Burke went viral for his interview on the The Pawan Luthra Podcast, where the Immigration Minister tried to defend Labor’s migration agenda while accidentally exposing its fatal flaw.

Burke said: 

“We can’t run our health system or build the houses that we need without immigration now.”

Read that again.

After years of record migration, crushed housing supply, packed roads, crowded hospitals and collapsing living standards, Labor’s answer is more of the same. More demand. More people competing for homes, services and wages.

And then they call it a solution.

Burke went even further, saying there is:

“... not a single hospital that you could run in Australia without people who are on visas. Not one.”

That is almost certainly true, and it’s a startling admission of failure.

A serious country trains its own nurses, doctors, tradies and engineers. A serious government builds capacity at home. Labor has spent years using immigration as a lazy substitute for planning, productivity, and nation-building.

Now Australians are told they must accept permanent population pressure because the system has become dependent on it.

Reporting on the interview, Spectator Australia asks the question Labor refuses to face: what happens to a nation when the people are never consulted, the cities are transformed around them, and the social contract is rewritten by bureaucrats?

Burke’s answer is to accuse critics of blame and division.

According to him, it’s not divisive when you introduce mass migration, only when you notice the mass migration.

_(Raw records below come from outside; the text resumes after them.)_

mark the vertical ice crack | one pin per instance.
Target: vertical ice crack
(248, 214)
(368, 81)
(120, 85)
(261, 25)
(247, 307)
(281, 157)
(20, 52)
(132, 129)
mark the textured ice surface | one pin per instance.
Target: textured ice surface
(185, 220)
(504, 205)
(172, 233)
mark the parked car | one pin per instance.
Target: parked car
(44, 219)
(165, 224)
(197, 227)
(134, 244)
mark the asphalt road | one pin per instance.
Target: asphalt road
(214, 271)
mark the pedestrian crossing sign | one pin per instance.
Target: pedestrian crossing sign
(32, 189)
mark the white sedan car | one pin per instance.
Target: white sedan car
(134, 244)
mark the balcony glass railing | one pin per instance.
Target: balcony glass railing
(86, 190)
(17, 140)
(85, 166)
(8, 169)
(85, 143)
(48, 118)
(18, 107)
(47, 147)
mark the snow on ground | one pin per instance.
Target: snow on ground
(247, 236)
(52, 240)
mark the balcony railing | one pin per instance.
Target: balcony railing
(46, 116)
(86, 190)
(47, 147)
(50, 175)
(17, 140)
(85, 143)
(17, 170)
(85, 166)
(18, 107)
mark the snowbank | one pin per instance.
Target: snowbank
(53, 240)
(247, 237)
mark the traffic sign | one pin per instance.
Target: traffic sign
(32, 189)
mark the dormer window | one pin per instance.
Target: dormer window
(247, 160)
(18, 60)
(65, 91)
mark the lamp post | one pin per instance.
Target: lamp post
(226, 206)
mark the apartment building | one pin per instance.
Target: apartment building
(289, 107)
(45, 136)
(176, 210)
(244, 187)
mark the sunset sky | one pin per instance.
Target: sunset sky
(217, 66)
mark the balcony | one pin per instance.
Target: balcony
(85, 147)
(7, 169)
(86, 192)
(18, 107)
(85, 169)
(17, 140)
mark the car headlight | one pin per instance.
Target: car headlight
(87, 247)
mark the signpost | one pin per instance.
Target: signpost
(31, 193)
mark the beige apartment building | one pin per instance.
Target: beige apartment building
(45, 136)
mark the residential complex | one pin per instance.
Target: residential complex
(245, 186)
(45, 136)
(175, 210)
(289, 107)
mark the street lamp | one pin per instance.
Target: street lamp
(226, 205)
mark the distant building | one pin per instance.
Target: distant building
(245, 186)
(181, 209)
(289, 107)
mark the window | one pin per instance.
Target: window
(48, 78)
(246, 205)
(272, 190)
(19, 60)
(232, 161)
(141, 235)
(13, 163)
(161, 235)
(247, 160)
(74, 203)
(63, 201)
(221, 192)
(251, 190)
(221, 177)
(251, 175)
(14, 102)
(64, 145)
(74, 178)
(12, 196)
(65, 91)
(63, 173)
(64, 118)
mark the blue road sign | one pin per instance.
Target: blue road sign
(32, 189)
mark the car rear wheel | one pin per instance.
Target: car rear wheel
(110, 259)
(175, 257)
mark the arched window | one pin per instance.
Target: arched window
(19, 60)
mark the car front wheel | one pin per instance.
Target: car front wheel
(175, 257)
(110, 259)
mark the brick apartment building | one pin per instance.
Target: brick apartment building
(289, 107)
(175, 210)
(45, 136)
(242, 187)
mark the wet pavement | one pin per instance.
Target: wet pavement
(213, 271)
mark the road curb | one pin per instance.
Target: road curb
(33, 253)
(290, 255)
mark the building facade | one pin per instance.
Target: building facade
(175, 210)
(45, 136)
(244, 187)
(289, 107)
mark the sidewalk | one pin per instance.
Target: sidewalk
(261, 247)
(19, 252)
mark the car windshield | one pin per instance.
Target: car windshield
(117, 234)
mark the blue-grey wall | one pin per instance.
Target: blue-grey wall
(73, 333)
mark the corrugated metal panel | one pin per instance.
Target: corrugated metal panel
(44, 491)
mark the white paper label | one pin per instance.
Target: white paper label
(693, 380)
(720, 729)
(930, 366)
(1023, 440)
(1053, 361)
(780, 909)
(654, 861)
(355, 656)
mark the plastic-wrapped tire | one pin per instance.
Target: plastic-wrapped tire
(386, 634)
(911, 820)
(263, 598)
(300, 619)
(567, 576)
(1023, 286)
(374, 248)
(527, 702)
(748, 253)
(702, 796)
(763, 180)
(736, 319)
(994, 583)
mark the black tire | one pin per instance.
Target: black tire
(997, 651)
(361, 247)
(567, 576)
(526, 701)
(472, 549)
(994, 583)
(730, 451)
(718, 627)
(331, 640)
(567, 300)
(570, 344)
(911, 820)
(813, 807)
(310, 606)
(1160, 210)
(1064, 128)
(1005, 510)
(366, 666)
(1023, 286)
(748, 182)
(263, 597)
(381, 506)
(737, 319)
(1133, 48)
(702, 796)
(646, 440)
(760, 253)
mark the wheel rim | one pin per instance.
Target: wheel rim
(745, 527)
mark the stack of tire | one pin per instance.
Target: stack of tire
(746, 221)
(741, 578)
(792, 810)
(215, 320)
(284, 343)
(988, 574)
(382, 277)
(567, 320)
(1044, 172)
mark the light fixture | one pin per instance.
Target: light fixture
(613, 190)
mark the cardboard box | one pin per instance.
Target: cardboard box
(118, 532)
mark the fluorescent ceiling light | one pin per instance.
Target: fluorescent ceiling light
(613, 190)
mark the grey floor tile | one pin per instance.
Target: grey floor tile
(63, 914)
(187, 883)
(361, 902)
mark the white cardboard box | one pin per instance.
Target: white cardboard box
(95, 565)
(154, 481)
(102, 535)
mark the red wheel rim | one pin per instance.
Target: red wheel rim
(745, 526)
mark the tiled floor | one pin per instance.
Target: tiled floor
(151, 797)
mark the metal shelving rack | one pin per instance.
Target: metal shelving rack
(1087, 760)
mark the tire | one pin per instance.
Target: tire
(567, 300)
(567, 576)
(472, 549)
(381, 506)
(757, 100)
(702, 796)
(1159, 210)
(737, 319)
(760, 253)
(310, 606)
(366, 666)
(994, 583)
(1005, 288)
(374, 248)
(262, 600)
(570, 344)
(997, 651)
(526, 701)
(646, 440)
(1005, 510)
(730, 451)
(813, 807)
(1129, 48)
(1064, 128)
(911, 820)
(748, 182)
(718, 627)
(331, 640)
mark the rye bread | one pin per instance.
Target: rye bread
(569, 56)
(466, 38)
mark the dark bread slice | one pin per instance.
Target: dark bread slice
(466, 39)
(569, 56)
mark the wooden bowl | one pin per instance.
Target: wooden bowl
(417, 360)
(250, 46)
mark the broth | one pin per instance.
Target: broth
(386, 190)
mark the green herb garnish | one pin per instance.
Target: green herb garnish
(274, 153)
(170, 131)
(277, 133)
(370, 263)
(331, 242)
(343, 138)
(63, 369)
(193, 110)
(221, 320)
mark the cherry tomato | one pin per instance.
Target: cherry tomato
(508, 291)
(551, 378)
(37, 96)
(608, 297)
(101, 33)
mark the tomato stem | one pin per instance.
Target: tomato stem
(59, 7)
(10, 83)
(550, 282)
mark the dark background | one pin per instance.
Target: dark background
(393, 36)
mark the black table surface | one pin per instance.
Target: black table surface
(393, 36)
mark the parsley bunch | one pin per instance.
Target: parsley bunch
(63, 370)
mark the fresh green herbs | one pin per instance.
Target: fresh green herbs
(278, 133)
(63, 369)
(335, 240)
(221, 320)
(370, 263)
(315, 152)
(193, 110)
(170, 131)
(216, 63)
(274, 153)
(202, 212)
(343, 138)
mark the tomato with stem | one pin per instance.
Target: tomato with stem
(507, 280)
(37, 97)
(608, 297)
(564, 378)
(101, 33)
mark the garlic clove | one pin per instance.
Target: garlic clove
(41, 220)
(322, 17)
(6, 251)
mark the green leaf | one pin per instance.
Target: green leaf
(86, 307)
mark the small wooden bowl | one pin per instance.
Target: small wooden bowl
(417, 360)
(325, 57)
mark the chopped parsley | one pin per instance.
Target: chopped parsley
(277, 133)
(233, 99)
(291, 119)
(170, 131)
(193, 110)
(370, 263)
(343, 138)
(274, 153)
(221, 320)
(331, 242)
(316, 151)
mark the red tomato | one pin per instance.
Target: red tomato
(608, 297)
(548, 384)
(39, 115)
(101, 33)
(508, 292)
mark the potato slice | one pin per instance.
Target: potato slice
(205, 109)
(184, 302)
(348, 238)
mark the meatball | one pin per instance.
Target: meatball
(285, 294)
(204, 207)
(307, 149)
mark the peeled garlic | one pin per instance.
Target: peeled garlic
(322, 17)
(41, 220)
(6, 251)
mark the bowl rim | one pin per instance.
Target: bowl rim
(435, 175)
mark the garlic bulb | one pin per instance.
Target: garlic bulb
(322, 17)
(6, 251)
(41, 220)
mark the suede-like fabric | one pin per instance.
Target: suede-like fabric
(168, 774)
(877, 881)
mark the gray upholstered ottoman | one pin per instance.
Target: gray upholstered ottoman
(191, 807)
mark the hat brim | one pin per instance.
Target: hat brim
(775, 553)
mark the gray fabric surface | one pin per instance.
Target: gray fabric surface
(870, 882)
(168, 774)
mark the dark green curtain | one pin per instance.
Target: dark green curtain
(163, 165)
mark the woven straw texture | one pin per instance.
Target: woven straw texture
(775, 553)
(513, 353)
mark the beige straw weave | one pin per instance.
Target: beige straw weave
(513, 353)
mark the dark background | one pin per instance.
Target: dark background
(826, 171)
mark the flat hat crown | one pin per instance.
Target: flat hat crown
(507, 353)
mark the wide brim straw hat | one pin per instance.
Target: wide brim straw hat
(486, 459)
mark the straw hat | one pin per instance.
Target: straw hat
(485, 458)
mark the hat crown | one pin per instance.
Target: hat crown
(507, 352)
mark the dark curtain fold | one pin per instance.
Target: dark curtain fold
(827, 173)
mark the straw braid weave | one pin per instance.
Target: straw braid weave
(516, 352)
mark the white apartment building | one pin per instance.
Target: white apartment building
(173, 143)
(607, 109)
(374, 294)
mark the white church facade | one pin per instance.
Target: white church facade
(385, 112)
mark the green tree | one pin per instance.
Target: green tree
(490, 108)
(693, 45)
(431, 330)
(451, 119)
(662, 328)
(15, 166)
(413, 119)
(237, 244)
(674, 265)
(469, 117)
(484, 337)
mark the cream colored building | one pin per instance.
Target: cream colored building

But Australians are not wrong to care about housing. They are not wrong to care about congestion. They are not wrong to care about culture, community, security, and whether their children will ever own a home.

Mass migration is, frankly, a business model.

It props up universities, big business and government GDP figures while ordinary Australians pay the price.

Labor has broken the system.

And Burke simply does not care what you think about it.